With regard to the 3rd issue, learned senior counsel referred to the pleadings in paragraphs 20, 21 and 22 of the Amended Statement of Defence and evidence of the Plaintiff/Respondent and submitted that there was no evidence that the Appellant did anything more than the mere report to the police and therefore that the finding that the Appellant did more than just informing the police is not supported by the evidence on record. There was therefore no basis for the Court of Appeal to agree with a finding of the trial court that is not supported by the evidence, learned senior counsel argued. According to counsel the view expressed by the trial court and affirmed by the Court of Appeal was merely speculative. Counsel further referred to Exhibit “G” written by the Plaintiff/Respondent and contends that the said Exhibit confirms that the Appellant did nothing more than reporting the matter to the police. Learned senior counsel argued that although the court below correctly stated the law in an action for false imprisonment and applied in the case of Onyedinma v. Nnite (1997) 3 N.W.L.R. (Part 493) 333, it failed to apply it to this case. Counsel referred to the three letters of threat received by the Defendant/Appellant, the evidence of the Respondent that everybody received a copy of the letters, the Respondent’s admission in Exhibit “F” that the letter was found in his briefcase, his admission that he sent several envelopes to the mailroom through one Mohammed and the evidence of DW1 that the letters were traced to the Respondent’s computer and argued that the Appellant acted within its rights to report to the Police for investigation. Learned Senior Counsel argued that there was nothing the Appellant did that amounted to instigation.

On the 4th issue for determination learned Senior Counsel for the Appellant referred to the pleading in paragraph 20 of the Amended Statement of Claim and paragraph 6 of the Amended Statement of Defence and the fact that both parties referred to and relied on the letters of threat in support of their respective cases and submitted that the documents were wrongly rejected. It was counsel’s further submission that since by their rejection both the trial court and the court below were denied the opportunity of considering their contents, the court below was in error to hold that their admission would not have made any difference. It was further argued that the court below was therefore in error in dismissing the interlocutory appeal.

Chief Wole Olanipekun, SAN in the Respondent’s Brief of argument preferred the following arguments. He referred firstly to the Appellant’s evidence on the contents of the letters of threat which were not before the court and submitted that the evidence was adduced in contravention of Section 132 of the Evidence Act. Learned Senior Counsel conceded that an employer can determine the appointment of his employee without notice. He however submitted that where an employer gives a reason for determining the appointment, he has a duty to prove and justify the reason where the dismissal or termination is challenged. For this submission he relied on Olatunbosun v. N.I.S.E.R (1988) 3 N.W.L.R. (Part 80) 25 at 54; Ogunsanmi v. C.F. Furniture (W.A.) Company Ltd (1961) W.L.N.R. 327. For the failure to produce the alleged letters of threat counsel urged the invocation of 149(d) of the Evidence Act against the Appellant. Counsel relied further on Onah v. The State (1985) 3 N.W.L.R. (Part 12) 236 and Elias v. Omobare (1982) A11 N.L.R. 75.

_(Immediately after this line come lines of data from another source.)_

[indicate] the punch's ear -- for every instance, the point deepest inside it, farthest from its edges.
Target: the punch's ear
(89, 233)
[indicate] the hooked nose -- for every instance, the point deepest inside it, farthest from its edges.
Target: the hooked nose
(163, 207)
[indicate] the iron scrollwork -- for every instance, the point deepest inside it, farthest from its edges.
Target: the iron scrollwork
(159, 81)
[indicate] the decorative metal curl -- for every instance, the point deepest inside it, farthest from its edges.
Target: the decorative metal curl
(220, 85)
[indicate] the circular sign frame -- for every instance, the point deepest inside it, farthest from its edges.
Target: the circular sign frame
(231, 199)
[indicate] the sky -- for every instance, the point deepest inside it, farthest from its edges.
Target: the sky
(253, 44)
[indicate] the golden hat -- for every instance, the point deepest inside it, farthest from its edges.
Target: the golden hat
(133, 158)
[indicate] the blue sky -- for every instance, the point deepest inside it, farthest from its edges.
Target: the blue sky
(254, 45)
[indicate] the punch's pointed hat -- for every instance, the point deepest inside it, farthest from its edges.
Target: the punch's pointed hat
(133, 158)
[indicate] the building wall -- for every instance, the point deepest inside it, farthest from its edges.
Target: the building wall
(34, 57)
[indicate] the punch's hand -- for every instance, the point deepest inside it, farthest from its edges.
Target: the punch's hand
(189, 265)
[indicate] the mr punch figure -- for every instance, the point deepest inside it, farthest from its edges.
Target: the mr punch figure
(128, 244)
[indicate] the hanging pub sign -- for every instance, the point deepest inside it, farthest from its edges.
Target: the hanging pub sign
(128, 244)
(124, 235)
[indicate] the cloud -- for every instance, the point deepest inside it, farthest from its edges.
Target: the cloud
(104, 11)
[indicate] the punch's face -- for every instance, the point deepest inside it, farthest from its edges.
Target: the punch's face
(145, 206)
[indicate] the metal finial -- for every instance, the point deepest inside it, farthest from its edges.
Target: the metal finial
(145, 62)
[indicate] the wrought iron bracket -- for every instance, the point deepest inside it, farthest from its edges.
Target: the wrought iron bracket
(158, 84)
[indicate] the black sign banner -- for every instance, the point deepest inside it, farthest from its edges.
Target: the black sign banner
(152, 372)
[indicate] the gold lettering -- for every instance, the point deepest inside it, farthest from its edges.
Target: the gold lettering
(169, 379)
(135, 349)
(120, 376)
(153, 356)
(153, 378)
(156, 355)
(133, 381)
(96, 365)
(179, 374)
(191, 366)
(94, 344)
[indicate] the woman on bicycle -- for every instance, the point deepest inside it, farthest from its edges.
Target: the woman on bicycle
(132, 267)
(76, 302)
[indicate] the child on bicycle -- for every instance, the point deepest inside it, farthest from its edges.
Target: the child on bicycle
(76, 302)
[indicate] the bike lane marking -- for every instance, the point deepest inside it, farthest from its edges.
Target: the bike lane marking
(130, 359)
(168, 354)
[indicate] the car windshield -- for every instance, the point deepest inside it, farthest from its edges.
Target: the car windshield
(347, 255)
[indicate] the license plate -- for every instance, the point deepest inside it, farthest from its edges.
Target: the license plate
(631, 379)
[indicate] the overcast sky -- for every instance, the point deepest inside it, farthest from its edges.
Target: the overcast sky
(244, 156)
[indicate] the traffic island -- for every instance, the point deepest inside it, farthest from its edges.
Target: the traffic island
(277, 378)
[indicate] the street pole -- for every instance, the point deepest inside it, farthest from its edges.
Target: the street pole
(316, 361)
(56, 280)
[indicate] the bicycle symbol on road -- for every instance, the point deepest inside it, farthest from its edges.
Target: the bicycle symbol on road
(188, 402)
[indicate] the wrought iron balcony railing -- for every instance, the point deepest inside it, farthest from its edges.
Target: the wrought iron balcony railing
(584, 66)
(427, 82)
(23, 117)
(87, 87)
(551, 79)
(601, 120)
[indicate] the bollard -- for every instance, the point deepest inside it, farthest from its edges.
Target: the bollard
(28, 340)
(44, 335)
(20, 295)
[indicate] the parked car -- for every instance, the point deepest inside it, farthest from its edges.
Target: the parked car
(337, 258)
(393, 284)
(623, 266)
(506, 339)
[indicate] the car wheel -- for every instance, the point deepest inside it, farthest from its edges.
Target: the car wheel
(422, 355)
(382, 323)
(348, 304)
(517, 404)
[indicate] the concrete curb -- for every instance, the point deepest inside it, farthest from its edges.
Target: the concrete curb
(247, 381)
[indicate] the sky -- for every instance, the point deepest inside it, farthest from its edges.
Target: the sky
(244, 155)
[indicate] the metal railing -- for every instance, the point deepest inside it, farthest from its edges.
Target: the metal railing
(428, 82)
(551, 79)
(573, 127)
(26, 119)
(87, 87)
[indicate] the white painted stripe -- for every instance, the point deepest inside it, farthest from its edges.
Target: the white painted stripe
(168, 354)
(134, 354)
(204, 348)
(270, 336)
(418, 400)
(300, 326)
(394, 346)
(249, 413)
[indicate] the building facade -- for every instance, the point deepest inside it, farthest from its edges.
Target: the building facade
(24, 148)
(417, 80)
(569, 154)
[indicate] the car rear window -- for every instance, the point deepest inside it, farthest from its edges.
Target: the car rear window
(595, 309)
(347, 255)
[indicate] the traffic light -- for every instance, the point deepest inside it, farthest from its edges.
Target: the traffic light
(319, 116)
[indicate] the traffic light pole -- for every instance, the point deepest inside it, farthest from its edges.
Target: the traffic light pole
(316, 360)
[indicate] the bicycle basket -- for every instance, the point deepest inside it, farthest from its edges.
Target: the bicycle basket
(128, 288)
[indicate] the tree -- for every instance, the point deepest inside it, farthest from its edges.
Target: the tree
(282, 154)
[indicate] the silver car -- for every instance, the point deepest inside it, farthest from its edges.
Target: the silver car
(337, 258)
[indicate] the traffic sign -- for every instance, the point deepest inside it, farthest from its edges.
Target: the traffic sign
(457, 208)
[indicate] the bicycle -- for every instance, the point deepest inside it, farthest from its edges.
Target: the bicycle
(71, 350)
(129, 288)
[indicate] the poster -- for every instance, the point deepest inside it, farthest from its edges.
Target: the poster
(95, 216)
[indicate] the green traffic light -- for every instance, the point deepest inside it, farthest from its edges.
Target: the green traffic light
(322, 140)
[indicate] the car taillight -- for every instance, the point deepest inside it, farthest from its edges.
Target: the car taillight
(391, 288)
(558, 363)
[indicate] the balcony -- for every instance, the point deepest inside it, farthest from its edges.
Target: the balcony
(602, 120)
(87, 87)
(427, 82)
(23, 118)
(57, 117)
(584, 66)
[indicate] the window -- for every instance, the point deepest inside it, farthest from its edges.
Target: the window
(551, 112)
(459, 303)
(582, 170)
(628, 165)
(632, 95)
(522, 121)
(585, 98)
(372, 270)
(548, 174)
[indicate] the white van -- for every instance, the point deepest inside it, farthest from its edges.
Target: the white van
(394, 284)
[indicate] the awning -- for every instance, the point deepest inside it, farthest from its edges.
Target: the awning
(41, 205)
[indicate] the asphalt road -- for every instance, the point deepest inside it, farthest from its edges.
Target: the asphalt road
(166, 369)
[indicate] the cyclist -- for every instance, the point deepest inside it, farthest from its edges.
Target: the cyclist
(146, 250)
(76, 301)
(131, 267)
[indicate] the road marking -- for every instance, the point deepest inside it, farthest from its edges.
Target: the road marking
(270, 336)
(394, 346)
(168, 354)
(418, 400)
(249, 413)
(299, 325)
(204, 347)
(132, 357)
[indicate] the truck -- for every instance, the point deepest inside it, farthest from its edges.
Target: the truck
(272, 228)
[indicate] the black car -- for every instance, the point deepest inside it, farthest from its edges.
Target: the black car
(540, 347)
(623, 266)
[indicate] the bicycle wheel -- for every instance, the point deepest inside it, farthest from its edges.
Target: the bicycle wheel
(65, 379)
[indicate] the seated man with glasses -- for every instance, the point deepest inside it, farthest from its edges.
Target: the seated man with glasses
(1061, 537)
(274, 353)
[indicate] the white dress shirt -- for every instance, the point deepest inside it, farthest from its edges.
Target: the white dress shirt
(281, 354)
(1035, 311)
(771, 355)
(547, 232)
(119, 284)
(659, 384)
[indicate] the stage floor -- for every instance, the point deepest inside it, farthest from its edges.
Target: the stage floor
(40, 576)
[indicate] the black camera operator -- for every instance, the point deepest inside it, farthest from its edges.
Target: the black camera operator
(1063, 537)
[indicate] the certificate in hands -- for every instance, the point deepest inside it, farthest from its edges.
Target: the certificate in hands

It was the contention of learned senior counsel that the Respondent was not given a fair hearing at the domestic tribunal before its finding of gross misconduct against him.

With respect to the Respondent’s second issue, counsel referred to the matters pleaded in paragraphs 20, 21, 22, 23, 24, 25 and 31 of the Amended Statement of Claim and the response in paragraph 7 of the Amended Statement of Defence and submitted that the case of the Respondent as pleaded in the aforesaid paragraph was at least admitted by implication. In addition, he argued, the evidence in support of these averments was not challenged by way of cross-examination and the courts below had no alternative than to believe the uncontradicted evidence. He relied on Nigeria Maritime Service Ltd. v. Alhaji Bello Afolabi Omoregbe v. Lawani (1980) 3-4 SC. 108 at 117; Odulaja v. Haddad (1973) 11 SC 357 and Babalola v. Badmus-Wellington (1998) 11 N.W.L.R. (Part 572) 167 at 176; Obi Obende v. Wemabod Estate Ltd (1976) SC 115. Learned Senior Counsel further argued that in view of the uncontradicted evidence about the Respondent’s arrest, detention and torture by the police at the instigation of the Appellant, the N3 million awarded under this head was just too modest. For this contention counsel relied on Olle v. Skeats (1945) 18 N.L.R. 7; Onhedima v. Nnite (1997) 3 N.W.L.R (Part 493) 333. Counsel again referred to the position of the Respondent and the fact of his services to the Appellant for 24 years and argued that the conduct of the Appellant was lacking the bonafide, malicious, cruel and in total disregard for the dignity of the Respondent’s person. He urged that this issue be resolved in favour of the Respondent.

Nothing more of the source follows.